UnaBubba, Sep 12 2008
  

       The problem is that the vents change locations often.
[link]
  

       Hey, look - a whole new ecosystem for us to fuck up.
Loris, Sep 15 2008
  

       Use Seebeck-effect generators. [+]
8th of 7, Sep 15 2008
  

       //Hey, look - a whole new ecosystem for us to fuck up.//   

       It's not like we would tell you where our bots are drilling.   

       We will only sell you our goodies. I'm sure you'll buy.   

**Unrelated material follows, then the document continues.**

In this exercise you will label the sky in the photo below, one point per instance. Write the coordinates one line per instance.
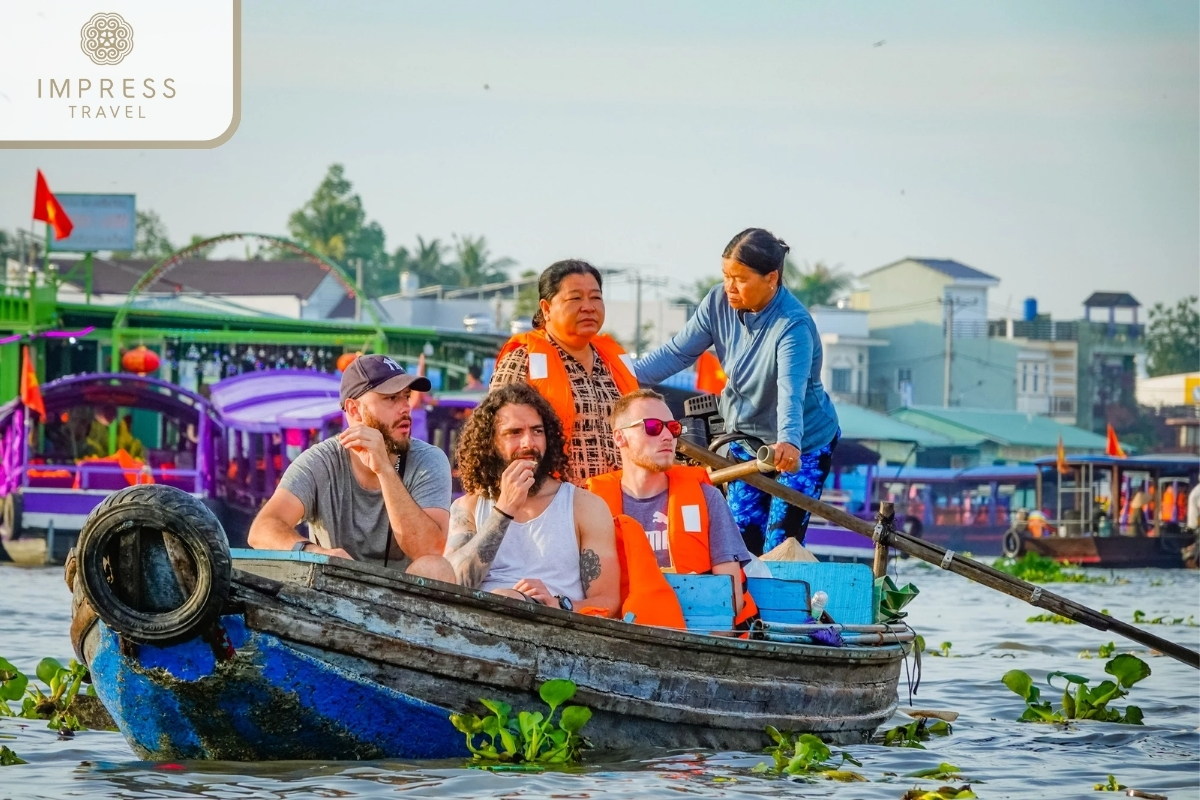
(1053, 144)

       Seriously, though, the drilling is not necessary, we might just want to use the electricity to desalinate water and ship it to places where we can use it to restore ecosystems that have been 'fucked up' by desertification and drought.
django, Sep 15 2008
  

       Try the UAE - they'd buy it. Fuck knows how they are going to get drinking water once their cheap electricity generators powering their desalination plants are too expensinve to run. But given they live in the desert they might actually realise there is such a thing as solar power.
williamsmatt, Sep 15 2008
  

       Solar won't get a look in while we're so obsessed with fossil fuels.
UnaBubba, Sep 15 2008
  

       In case you are talking about highly efficient multi-junction photovoltaic cells, I offer my services to go out to mine the gallium, the arsenide, the indium and the germanium at the sea floor. :-)   

       In case you're talking solar-thermal, I'm duly screwed (we were using the word 'fucking' too often anyways.)
django, Sep 15 2008
  

       The production of solar cells at the same level of industrial activity as that at which we produce oil would yield efficiencies that would make it far more viable.   

       I just watched that video clip on submarine geothermal activity... Wow!   

       I found it interesting recently to learn that big gold deposits such as Lihir, near Papua New Guinea, may have formed in a matter of hours, instead of the thousands or even millions of years they were previously assumed to require.
UnaBubba, Sep 15 2008
  

       Yeah - if only you could be there at the right time, eh?